Analysis of the Stern-Gerlach Measurement

TL;DR

This paper presents a dynamical model for quantum measurement collapse using a dissipative Stern-Gerlach setup, demonstrating how decoherence leads to classical behavior and correlates particle momentum with spin for measurement.

Contribution

It introduces a dissipative, environment-interacting model for wave function collapse in a Stern-Gerlach measurement, linking decoherence with classical measurement outcomes.

Findings

Density matrix becomes diagonal due to decoherence

Momentum correlates with spin operator after interaction

Measurement probabilities align with quantum principles

Abstract

A dynamical model for the collapse of the wave function in a quantum measurement process is proposed by considering the interaction of a quantum system (spin-1/2) with a macroscopic quantum apparatus interacting with an environment in a dissipative manner. The dissipative interaction leads to decoherence in the superposition states of the apparatus, making its behaviour classical in the sense that the density matrix becomes diagonal with time.
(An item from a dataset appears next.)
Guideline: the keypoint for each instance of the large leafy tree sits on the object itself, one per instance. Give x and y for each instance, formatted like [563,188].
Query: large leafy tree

Since the apparatus is also interacting with the system, the probabilities of the diagonal density matrix are determined by the state vector of the system. We consider a Stern-Gerlach type model, where a spin- 1/2 particle is in an inhomogeneous magnetic field, the whole set up being in contact with a large environment. Here we find that the density matrix of the combined system and apparatus becomes diagonal and the momentum of the particle becomes correlated with a spin operator, selected by the choice of the system-apparatus interaction. This allows for a measurement of spin via a momentum measurement on the particle with associated probabilities in accordance with quantum principles.